Energy intensity improvements have provided enormous reductions in energy requirements over the last fifty years. Over the course of the post-world war two era (1949 to 2000) U.S. energy intensity declined at an average annual rate of 1.3 percent per year, with a comparable reduction in carbon intensity observed over the same period. Over this period cumulative U.S. emissions were 58 billion metric tons of carbon. Without the improvement in energy intensity, emissions would have been 80 billion metric tons of carbon with the same GDP growth. Energy intensity improvements therefore accounted for cumulative emissions reductions of 22 billion metric tons of carbon in the U.S. alone over this period. These reductions were the result of a combination of improvements in the efficiency of individual energy-using devices (e.g. lighting, and motors), changes in the energy intensity of industrial processes (e.g. the substitution of plastics for steel in vehicles), and shifts in consumer demand away from energy intensive products toward lower energy intensity products such as services.
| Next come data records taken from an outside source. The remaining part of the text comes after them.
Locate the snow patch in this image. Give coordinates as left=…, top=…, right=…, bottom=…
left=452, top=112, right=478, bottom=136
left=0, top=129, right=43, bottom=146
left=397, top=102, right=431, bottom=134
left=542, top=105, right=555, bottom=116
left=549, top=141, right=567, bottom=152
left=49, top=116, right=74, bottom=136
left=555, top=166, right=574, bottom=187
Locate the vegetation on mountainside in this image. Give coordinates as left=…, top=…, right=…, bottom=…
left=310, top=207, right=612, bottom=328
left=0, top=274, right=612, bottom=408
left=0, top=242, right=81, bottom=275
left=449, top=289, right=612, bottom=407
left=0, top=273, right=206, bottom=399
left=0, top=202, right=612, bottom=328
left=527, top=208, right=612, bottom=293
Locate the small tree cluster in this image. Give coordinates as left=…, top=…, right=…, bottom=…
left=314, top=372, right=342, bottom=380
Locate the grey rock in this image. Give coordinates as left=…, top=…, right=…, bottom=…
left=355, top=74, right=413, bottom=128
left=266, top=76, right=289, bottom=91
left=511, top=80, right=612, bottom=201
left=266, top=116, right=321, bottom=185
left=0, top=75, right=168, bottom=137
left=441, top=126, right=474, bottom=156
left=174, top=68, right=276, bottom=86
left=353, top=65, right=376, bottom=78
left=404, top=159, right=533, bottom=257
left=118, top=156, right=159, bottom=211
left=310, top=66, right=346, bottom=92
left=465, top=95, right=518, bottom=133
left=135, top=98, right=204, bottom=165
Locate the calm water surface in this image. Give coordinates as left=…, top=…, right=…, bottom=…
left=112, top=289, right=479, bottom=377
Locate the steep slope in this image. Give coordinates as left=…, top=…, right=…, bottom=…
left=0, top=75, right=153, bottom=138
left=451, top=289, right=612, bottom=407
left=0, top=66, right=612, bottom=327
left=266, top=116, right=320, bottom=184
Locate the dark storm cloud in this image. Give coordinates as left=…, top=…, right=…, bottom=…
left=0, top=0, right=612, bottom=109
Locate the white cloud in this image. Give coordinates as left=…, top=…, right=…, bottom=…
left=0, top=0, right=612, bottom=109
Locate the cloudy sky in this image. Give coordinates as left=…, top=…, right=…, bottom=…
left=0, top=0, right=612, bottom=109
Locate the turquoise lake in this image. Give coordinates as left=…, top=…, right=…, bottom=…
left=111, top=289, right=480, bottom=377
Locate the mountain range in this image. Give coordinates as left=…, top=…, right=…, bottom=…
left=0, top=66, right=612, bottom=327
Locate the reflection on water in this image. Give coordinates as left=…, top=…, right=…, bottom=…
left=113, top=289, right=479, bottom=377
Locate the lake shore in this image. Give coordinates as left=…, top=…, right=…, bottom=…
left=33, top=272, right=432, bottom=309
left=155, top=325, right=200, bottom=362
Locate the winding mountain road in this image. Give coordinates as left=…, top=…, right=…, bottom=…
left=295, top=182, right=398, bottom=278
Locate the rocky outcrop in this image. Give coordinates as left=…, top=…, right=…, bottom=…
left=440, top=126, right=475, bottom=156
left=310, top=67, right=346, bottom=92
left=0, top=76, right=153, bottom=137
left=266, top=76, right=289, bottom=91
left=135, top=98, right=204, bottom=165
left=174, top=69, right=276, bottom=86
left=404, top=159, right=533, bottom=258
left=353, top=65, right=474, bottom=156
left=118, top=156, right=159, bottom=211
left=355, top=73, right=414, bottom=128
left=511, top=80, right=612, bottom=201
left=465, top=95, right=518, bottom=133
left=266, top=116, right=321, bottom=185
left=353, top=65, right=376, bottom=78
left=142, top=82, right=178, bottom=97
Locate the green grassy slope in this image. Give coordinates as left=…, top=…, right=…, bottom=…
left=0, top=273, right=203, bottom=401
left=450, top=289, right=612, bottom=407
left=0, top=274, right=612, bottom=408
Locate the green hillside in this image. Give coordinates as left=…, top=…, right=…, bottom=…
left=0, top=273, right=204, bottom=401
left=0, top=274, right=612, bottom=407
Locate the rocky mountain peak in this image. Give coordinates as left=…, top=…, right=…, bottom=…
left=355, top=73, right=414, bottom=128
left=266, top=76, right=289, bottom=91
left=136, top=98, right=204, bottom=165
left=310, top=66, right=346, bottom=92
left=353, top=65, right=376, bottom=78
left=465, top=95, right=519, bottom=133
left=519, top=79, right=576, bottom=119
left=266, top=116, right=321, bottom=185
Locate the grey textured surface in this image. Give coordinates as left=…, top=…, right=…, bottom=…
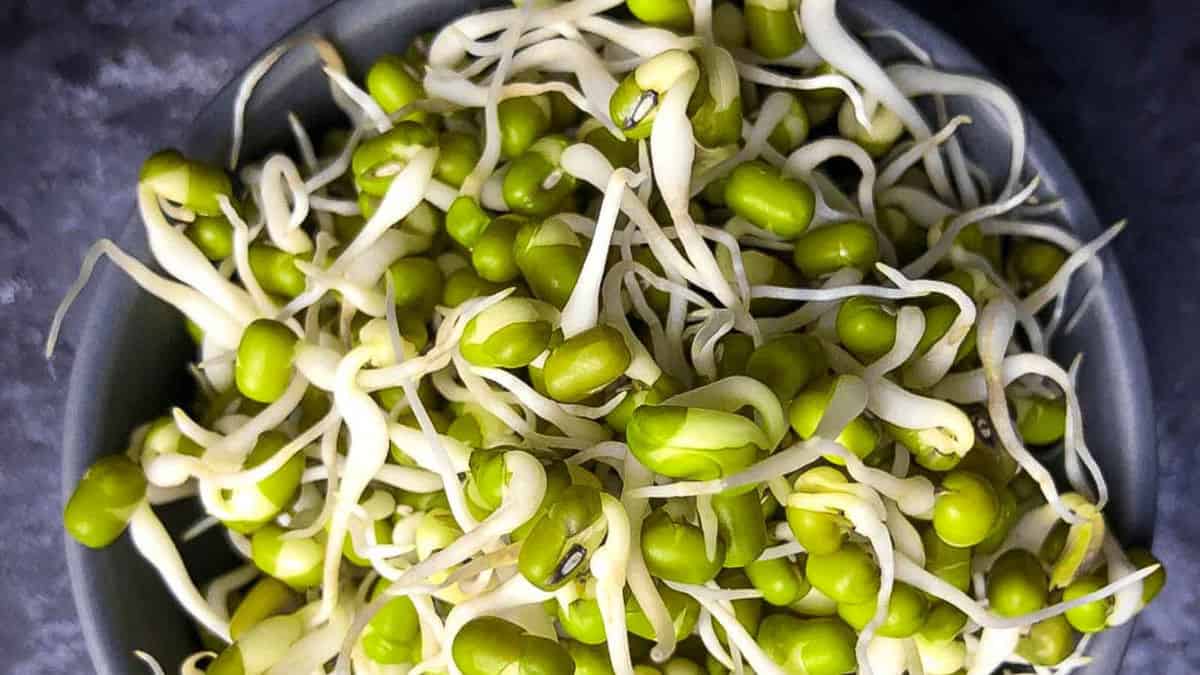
left=0, top=0, right=1200, bottom=675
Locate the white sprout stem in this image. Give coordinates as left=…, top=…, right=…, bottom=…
left=330, top=148, right=438, bottom=271
left=559, top=164, right=640, bottom=339
left=228, top=38, right=302, bottom=171
left=133, top=650, right=168, bottom=675
left=691, top=91, right=793, bottom=197
left=428, top=0, right=620, bottom=67
left=396, top=450, right=546, bottom=587
left=629, top=438, right=841, bottom=500
left=650, top=70, right=745, bottom=313
left=304, top=458, right=442, bottom=495
left=46, top=239, right=244, bottom=358
left=443, top=574, right=554, bottom=675
left=787, top=485, right=895, bottom=675
left=590, top=494, right=634, bottom=675
left=862, top=305, right=925, bottom=382
left=259, top=154, right=312, bottom=255
left=138, top=185, right=258, bottom=323
left=696, top=609, right=733, bottom=670
left=799, top=0, right=954, bottom=201
left=738, top=61, right=871, bottom=129
left=932, top=353, right=1109, bottom=508
left=904, top=177, right=1042, bottom=277
left=696, top=495, right=718, bottom=561
left=456, top=5, right=532, bottom=197
left=305, top=127, right=362, bottom=195
left=877, top=265, right=977, bottom=389
left=472, top=366, right=610, bottom=441
left=576, top=14, right=698, bottom=59
left=967, top=628, right=1021, bottom=675
left=316, top=347, right=389, bottom=623
left=883, top=499, right=932, bottom=566
left=887, top=64, right=1026, bottom=199
left=130, top=502, right=230, bottom=643
left=322, top=66, right=392, bottom=133
left=217, top=195, right=280, bottom=316
left=896, top=555, right=1160, bottom=629
left=204, top=565, right=258, bottom=621
left=784, top=138, right=895, bottom=227
left=875, top=115, right=973, bottom=192
left=877, top=185, right=958, bottom=223
left=666, top=581, right=786, bottom=675
left=346, top=229, right=430, bottom=288
left=359, top=288, right=512, bottom=392
left=609, top=451, right=676, bottom=663
left=977, top=299, right=1081, bottom=524
left=388, top=277, right=476, bottom=530
left=662, top=375, right=788, bottom=447
left=202, top=374, right=308, bottom=465
left=563, top=144, right=713, bottom=291
left=1021, top=221, right=1126, bottom=313
left=1102, top=528, right=1144, bottom=626
left=265, top=593, right=354, bottom=675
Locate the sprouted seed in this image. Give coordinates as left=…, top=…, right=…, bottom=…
left=56, top=0, right=1165, bottom=675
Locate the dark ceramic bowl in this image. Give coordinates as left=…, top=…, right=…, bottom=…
left=62, top=0, right=1157, bottom=675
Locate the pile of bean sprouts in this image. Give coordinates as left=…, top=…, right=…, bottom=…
left=48, top=0, right=1159, bottom=675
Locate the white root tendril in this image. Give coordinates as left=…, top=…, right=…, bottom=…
left=54, top=0, right=1160, bottom=675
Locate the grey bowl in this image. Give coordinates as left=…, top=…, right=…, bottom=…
left=62, top=0, right=1157, bottom=675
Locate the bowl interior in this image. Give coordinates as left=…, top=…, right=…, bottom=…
left=64, top=0, right=1157, bottom=675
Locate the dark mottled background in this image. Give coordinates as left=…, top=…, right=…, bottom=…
left=0, top=0, right=1200, bottom=675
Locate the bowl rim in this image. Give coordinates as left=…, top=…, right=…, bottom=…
left=61, top=0, right=1158, bottom=675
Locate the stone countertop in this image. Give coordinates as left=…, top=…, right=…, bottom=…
left=0, top=0, right=1200, bottom=675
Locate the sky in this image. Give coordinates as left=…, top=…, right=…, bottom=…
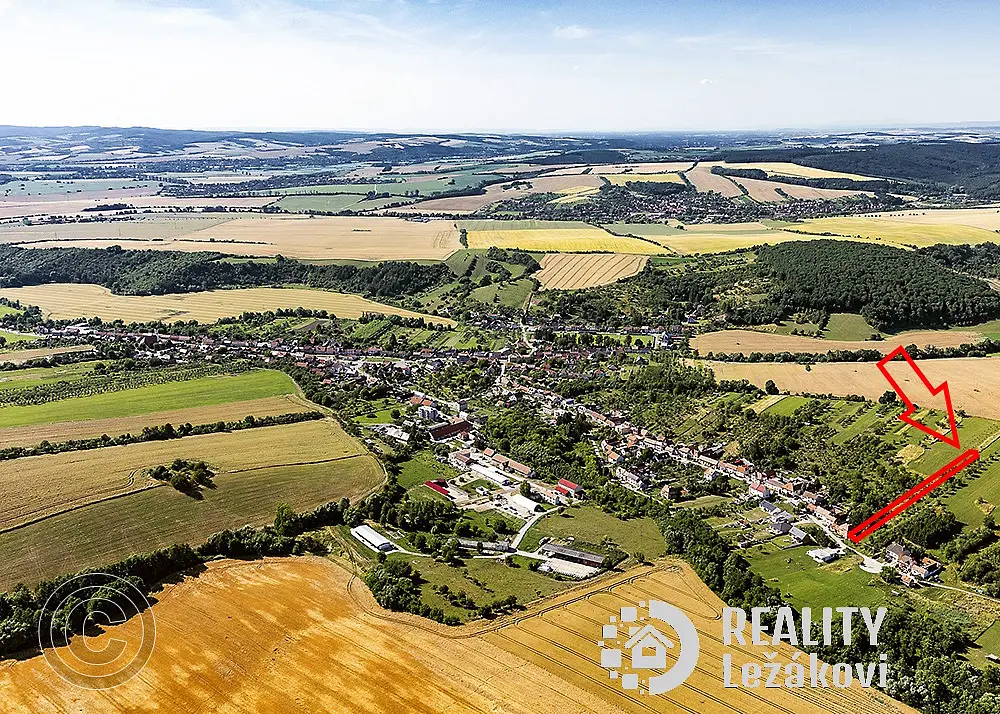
left=0, top=0, right=1000, bottom=134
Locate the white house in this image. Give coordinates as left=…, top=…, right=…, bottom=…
left=351, top=526, right=396, bottom=553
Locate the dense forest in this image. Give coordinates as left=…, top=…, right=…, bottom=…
left=757, top=240, right=1000, bottom=330
left=0, top=246, right=451, bottom=297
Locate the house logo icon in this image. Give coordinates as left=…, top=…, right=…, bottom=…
left=597, top=600, right=699, bottom=694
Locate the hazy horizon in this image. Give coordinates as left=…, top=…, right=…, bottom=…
left=0, top=0, right=1000, bottom=135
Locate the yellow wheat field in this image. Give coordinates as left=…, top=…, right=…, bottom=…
left=462, top=221, right=670, bottom=255
left=485, top=563, right=913, bottom=714
left=701, top=161, right=878, bottom=181
left=535, top=253, right=648, bottom=290
left=0, top=283, right=453, bottom=324
left=601, top=173, right=684, bottom=186
left=785, top=213, right=1000, bottom=248
left=701, top=356, right=1000, bottom=419
left=0, top=216, right=461, bottom=261
left=0, top=557, right=914, bottom=714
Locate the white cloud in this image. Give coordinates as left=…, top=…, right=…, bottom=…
left=552, top=25, right=594, bottom=40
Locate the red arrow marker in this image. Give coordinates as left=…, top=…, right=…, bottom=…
left=847, top=346, right=979, bottom=543
left=878, top=346, right=962, bottom=449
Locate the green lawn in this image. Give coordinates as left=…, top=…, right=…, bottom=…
left=968, top=621, right=1000, bottom=668
left=910, top=417, right=1000, bottom=476
left=944, top=462, right=1000, bottom=526
left=398, top=451, right=458, bottom=490
left=823, top=312, right=878, bottom=341
left=0, top=362, right=96, bottom=389
left=0, top=328, right=38, bottom=345
left=743, top=544, right=892, bottom=612
left=471, top=278, right=535, bottom=307
left=521, top=505, right=666, bottom=559
left=764, top=396, right=810, bottom=416
left=0, top=370, right=295, bottom=428
left=354, top=401, right=406, bottom=424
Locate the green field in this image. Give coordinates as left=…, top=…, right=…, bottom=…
left=389, top=554, right=573, bottom=620
left=743, top=544, right=891, bottom=612
left=0, top=362, right=96, bottom=390
left=521, top=505, right=666, bottom=560
left=472, top=278, right=535, bottom=308
left=823, top=312, right=878, bottom=341
left=910, top=417, right=1000, bottom=476
left=0, top=330, right=38, bottom=345
left=764, top=396, right=809, bottom=416
left=0, top=456, right=382, bottom=591
left=0, top=370, right=296, bottom=428
left=277, top=193, right=416, bottom=213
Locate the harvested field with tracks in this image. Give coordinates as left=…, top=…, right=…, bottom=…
left=0, top=420, right=384, bottom=590
left=0, top=345, right=94, bottom=364
left=0, top=394, right=316, bottom=447
left=0, top=557, right=914, bottom=714
left=0, top=283, right=451, bottom=324
left=0, top=216, right=462, bottom=261
left=0, top=420, right=364, bottom=531
left=535, top=253, right=648, bottom=290
left=462, top=221, right=669, bottom=256
left=684, top=165, right=743, bottom=198
left=691, top=330, right=983, bottom=356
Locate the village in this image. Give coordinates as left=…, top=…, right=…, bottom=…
left=33, top=316, right=941, bottom=586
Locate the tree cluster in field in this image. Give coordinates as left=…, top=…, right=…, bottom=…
left=0, top=362, right=232, bottom=406
left=712, top=166, right=906, bottom=192
left=484, top=245, right=542, bottom=275
left=705, top=336, right=1000, bottom=364
left=0, top=246, right=451, bottom=298
left=147, top=459, right=215, bottom=498
left=0, top=411, right=326, bottom=461
left=757, top=239, right=1000, bottom=330
left=0, top=498, right=350, bottom=657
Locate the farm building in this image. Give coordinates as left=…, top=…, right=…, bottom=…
left=508, top=493, right=542, bottom=518
left=458, top=538, right=510, bottom=553
left=351, top=526, right=396, bottom=553
left=469, top=463, right=513, bottom=486
left=556, top=478, right=583, bottom=498
left=424, top=479, right=451, bottom=498
left=427, top=419, right=472, bottom=442
left=538, top=543, right=604, bottom=568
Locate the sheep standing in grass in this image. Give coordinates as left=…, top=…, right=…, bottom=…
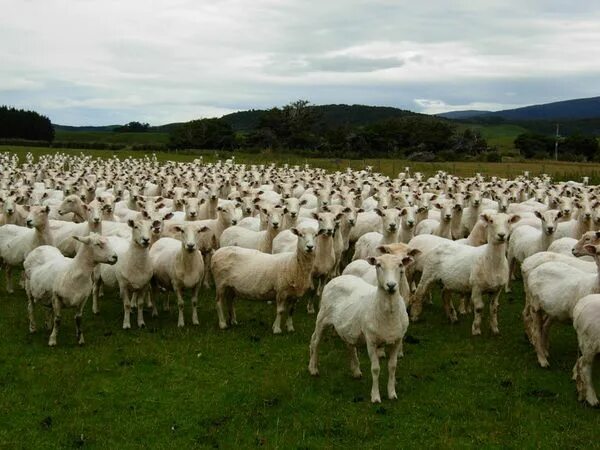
left=0, top=206, right=53, bottom=294
left=149, top=223, right=210, bottom=327
left=308, top=254, right=410, bottom=403
left=23, top=233, right=117, bottom=347
left=411, top=213, right=519, bottom=335
left=573, top=294, right=600, bottom=406
left=211, top=226, right=316, bottom=334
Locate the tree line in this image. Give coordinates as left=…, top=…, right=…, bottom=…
left=0, top=106, right=54, bottom=142
left=169, top=100, right=494, bottom=160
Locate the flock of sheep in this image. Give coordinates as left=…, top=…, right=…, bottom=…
left=0, top=153, right=600, bottom=405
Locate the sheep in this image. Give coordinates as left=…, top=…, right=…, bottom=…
left=342, top=242, right=421, bottom=301
left=219, top=206, right=283, bottom=253
left=306, top=212, right=336, bottom=314
left=352, top=208, right=406, bottom=261
left=308, top=254, right=408, bottom=403
left=411, top=213, right=520, bottom=335
left=23, top=233, right=118, bottom=347
left=0, top=206, right=54, bottom=294
left=505, top=209, right=562, bottom=292
left=523, top=241, right=600, bottom=367
left=149, top=223, right=210, bottom=327
left=92, top=219, right=154, bottom=330
left=211, top=226, right=316, bottom=334
left=573, top=294, right=600, bottom=406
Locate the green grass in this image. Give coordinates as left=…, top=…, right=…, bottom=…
left=459, top=123, right=527, bottom=153
left=0, top=270, right=599, bottom=449
left=5, top=146, right=600, bottom=184
left=55, top=130, right=169, bottom=145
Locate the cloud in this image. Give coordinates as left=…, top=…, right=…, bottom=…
left=0, top=0, right=600, bottom=125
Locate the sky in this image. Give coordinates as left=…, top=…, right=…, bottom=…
left=0, top=0, right=600, bottom=125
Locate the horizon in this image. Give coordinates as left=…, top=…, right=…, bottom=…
left=0, top=0, right=600, bottom=126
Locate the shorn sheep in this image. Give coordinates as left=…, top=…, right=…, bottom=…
left=149, top=222, right=210, bottom=327
left=211, top=226, right=316, bottom=334
left=573, top=294, right=600, bottom=406
left=308, top=254, right=411, bottom=403
left=411, top=213, right=520, bottom=335
left=23, top=233, right=117, bottom=347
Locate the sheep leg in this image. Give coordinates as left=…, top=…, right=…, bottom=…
left=273, top=295, right=287, bottom=334
left=410, top=273, right=434, bottom=322
left=471, top=286, right=483, bottom=336
left=4, top=264, right=15, bottom=294
left=367, top=339, right=381, bottom=403
left=388, top=339, right=402, bottom=400
left=136, top=288, right=146, bottom=328
left=75, top=302, right=85, bottom=345
left=48, top=296, right=62, bottom=347
left=577, top=349, right=598, bottom=406
left=347, top=344, right=362, bottom=378
left=192, top=283, right=200, bottom=325
left=216, top=288, right=227, bottom=330
left=173, top=285, right=185, bottom=328
left=92, top=278, right=102, bottom=314
left=27, top=295, right=36, bottom=333
left=530, top=311, right=550, bottom=367
left=121, top=287, right=131, bottom=330
left=490, top=289, right=501, bottom=334
left=442, top=289, right=458, bottom=323
left=285, top=299, right=296, bottom=333
left=308, top=316, right=325, bottom=376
While the longer-term, historical relationship between energy and GDP shows a similar pattern when both commercial and non-commercial energy forms are considered over century time scales, the same is not true for commercial energy alone. The historical relationship between commercial energy and GDP shows an increase in energy intensity during early periods of economic development, followed by a peak and long-term decline. This relationship reflects a systematic substitution of high energy density commercial products for low energy-density, labor-intensive, traditional biomass fuels. Scenarios of the future in which energy intensity improvement is the largest single source of emissions reduction anticipate a continuation of such relationships throughout the 21st century. These reductions are predicated on the assumption that the underlying sources of technological improvements that provided the means by which historical reductions were achieved will continue. The goal of the deep dive in energy intensity is to explore that assumption-to decompose aggregate energy intensity improvements and assess the conditions necessary to attain assumed levels of reference scenario energy-intensity improvements and to accelerate this trend over century time scales.